A County negotiator for both JLMIC and Total Compensation hatched a plan that he presented to his bargaining strategy team in October of 2015. He would take up to $16 million from the Reserve and use it to fund the cost of total compensation. The County strategy team agreed to this plan. The problem with his plan was that those funds were only to be used for medical costs unless otherwise agreed by the JLMIC.But the plan was never presented to JLMIC. Further, his plan would only benefit the unions included in total compensation. But the Reserve was funded and maintained to protect the medical costs of all of the JLMIC unions.As a consequence, those funds belonged to all of the JLMIC unions, including TEA.

Over in total compensation bargaining, and without the approval or ratification of JLMIC, the County and the total compensation unions forged a new 2017-2018 agreement which changed medical benefits for all of the County. This was in direct violation of the 2014-2016 JLMIC agreement then in effect which granted benefits bargaining for JLMIC unions to JLMIC exclusively. The total compensation parties agreed to a 0% increase in the medical funding rate for 2017 over the amount funded in 2016, projecting a nearly $12 million dollar decrease to the Reserve over the 2017-2018 period as a result. The County offered the Total Compensation unions a 1.75% general wage increase for 2017, and a 0.5% bonuswage increase if they signed the Total Compensation tentative agreement, which included this 2017-2018 medical benefits agreement. The Total Compensation agreement also extended a 1.75% general wage increase for 2018 to those unions that signed the agreement, and a further 1% bonus wage increase if all of them agreed to a Master Labor Agreement which had not yet been crafted. In order to get the bonus, they would have to agree in advance to contract language they did not yet know.

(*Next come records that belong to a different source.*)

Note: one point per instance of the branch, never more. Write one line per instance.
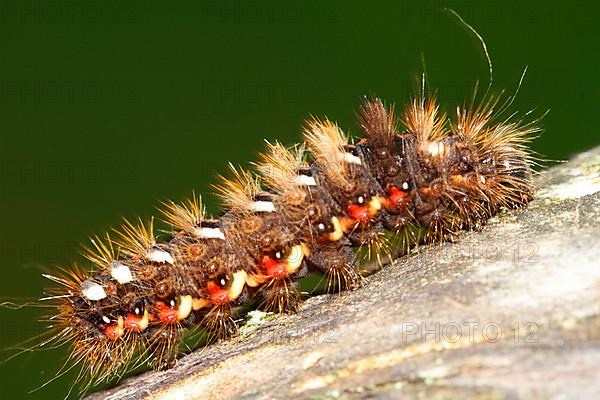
(512, 311)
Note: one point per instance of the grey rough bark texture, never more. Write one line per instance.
(509, 312)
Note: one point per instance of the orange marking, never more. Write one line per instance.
(273, 268)
(218, 295)
(166, 314)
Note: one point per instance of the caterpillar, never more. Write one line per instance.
(323, 206)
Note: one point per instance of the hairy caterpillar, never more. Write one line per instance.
(306, 208)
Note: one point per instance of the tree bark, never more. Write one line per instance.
(509, 312)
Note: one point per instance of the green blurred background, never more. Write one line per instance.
(108, 107)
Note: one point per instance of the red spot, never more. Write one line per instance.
(132, 323)
(166, 314)
(274, 268)
(397, 198)
(218, 295)
(359, 213)
(112, 331)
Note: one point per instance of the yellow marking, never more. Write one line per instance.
(305, 249)
(294, 260)
(374, 206)
(197, 304)
(338, 232)
(185, 307)
(239, 280)
(254, 280)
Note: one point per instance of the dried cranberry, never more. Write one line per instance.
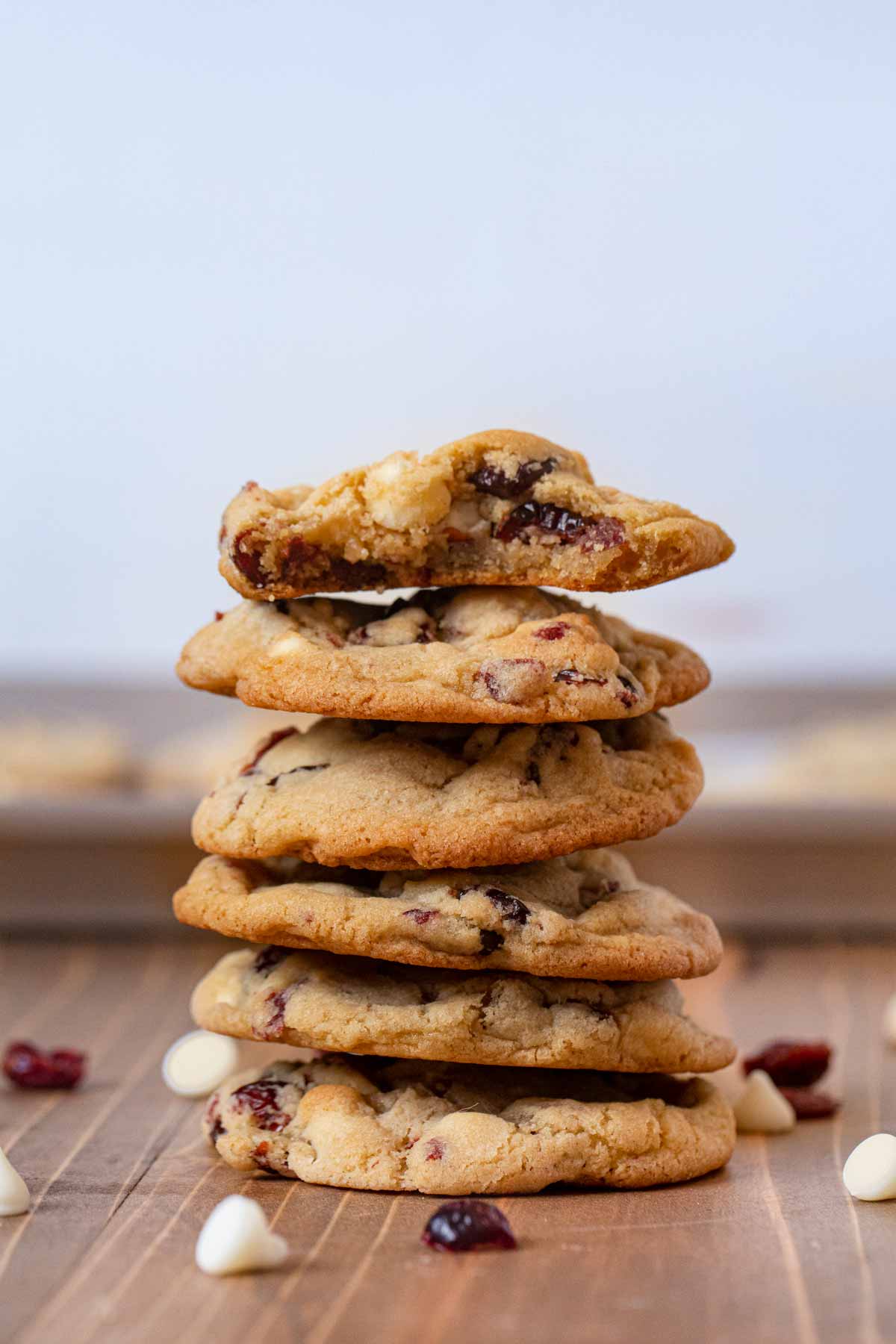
(277, 1018)
(810, 1105)
(262, 1100)
(588, 532)
(356, 574)
(553, 632)
(467, 1225)
(299, 556)
(628, 695)
(421, 917)
(489, 941)
(249, 558)
(509, 906)
(264, 747)
(791, 1063)
(501, 676)
(28, 1066)
(260, 1157)
(270, 957)
(574, 678)
(492, 480)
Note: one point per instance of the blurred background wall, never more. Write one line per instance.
(274, 240)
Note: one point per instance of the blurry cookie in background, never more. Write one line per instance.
(828, 761)
(47, 756)
(842, 759)
(195, 759)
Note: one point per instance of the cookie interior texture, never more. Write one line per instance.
(453, 1129)
(375, 794)
(319, 1001)
(581, 915)
(474, 655)
(497, 507)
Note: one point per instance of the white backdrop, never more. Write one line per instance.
(270, 240)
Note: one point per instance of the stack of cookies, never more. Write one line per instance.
(422, 874)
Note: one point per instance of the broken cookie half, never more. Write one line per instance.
(499, 507)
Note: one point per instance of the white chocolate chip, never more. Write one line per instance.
(762, 1109)
(13, 1192)
(237, 1238)
(402, 492)
(199, 1062)
(889, 1021)
(869, 1171)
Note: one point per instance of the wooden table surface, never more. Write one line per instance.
(121, 1182)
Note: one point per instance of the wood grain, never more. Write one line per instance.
(770, 1250)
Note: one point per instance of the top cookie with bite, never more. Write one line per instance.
(496, 508)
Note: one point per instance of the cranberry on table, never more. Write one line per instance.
(467, 1225)
(791, 1063)
(809, 1104)
(28, 1066)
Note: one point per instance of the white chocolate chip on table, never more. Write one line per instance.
(869, 1171)
(13, 1192)
(762, 1109)
(199, 1062)
(235, 1239)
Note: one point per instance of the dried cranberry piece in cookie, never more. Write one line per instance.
(509, 906)
(262, 1098)
(264, 747)
(492, 480)
(628, 695)
(467, 1225)
(556, 631)
(277, 1011)
(810, 1105)
(591, 534)
(514, 680)
(28, 1066)
(574, 678)
(791, 1063)
(247, 558)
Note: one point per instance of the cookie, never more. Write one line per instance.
(314, 999)
(497, 507)
(454, 1129)
(378, 794)
(583, 915)
(476, 655)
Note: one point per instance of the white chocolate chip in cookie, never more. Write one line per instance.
(13, 1192)
(762, 1109)
(403, 492)
(199, 1062)
(869, 1171)
(235, 1238)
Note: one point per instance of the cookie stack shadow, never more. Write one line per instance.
(482, 991)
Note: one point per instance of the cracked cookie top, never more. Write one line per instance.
(497, 507)
(375, 794)
(473, 655)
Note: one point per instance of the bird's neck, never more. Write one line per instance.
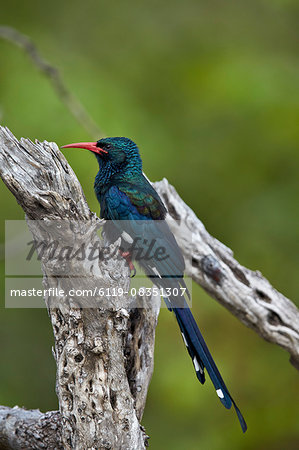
(109, 175)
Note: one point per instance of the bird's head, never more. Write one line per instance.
(117, 154)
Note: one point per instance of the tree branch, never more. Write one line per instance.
(246, 293)
(52, 73)
(105, 356)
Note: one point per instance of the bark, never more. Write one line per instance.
(104, 355)
(246, 293)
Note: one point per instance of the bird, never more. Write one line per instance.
(129, 202)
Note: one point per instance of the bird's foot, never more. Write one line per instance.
(127, 256)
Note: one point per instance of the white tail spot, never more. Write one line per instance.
(185, 340)
(219, 393)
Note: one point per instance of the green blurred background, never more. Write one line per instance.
(209, 91)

In October 2016, just a few days after the total compensation unions agreed to this plan by tentative agreement, the County brought the medical benefits agreement to the JLMIC to get their approval. I asked Megan Pedersen how this would affect the future of JLMIC and the protected fund reserve. Were they breaking up the fund? Or JLMIC? Megan did not have any answers, but indicated the unions who did not sign the total compensation agreement would have to reach agreement at their individual bargaining tables. Rather than hold a ratification vote at JLMIC for this new medical agreement, the item was pulled from the agenda and never mentioned at JLMIC bargaining again.

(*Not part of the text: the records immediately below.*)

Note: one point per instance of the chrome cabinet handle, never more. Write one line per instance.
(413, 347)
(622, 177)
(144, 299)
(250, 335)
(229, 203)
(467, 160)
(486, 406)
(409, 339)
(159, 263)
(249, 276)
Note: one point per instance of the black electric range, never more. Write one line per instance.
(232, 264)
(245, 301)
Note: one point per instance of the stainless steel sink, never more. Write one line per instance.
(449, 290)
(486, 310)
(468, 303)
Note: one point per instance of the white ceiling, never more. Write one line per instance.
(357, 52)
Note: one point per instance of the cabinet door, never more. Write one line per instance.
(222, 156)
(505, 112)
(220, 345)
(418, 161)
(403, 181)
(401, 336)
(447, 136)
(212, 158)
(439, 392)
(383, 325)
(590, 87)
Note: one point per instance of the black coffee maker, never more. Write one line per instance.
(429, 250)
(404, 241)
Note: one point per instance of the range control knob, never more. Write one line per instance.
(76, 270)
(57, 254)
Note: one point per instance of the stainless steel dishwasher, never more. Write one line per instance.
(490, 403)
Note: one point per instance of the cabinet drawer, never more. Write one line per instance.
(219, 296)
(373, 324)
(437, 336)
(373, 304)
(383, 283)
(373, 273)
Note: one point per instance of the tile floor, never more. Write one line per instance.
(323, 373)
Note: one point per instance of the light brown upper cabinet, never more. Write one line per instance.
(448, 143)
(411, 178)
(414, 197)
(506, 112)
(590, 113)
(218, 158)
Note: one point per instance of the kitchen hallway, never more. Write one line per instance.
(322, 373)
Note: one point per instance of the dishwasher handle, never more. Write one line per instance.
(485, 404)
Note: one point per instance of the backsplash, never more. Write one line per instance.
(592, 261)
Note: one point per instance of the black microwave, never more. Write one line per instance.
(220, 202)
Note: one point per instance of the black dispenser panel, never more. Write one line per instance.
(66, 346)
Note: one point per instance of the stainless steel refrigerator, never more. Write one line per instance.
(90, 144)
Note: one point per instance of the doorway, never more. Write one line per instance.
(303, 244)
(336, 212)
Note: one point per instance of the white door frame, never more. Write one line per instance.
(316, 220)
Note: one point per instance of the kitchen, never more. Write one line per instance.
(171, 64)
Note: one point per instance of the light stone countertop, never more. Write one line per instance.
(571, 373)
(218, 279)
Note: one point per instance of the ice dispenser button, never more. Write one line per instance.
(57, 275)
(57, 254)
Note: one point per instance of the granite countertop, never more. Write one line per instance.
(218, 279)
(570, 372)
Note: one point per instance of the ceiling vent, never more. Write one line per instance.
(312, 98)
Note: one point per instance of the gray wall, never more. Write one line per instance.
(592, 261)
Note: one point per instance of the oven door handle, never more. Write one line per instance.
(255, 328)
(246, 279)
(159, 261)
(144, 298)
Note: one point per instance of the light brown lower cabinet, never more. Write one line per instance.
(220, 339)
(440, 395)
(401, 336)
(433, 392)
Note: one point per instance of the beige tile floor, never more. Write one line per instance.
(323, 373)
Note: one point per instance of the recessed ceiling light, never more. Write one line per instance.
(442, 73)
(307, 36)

TEA was offered an opportunity to sign on to this tentative agreement, if we did so within 30 days. We asked questions at the next bargaining session about the content of the MLA, but there was little information to share. We proposed a counter offer, which was rejected. We could not reach any clarity on exactly what was being offered and sometime later the County withdrew its offer. In December of 2016 the County asked TEA to sign the Total Compensation version of the medical agreement, without the compensation the other unions were given for doing so, which we rejected. On January 1, 2017 the County implemented its plan and TEA subsequently filed a grievance over the improper bargaining of the benefits and an unfair labor practice (ULP) over the withdrawal of the offer.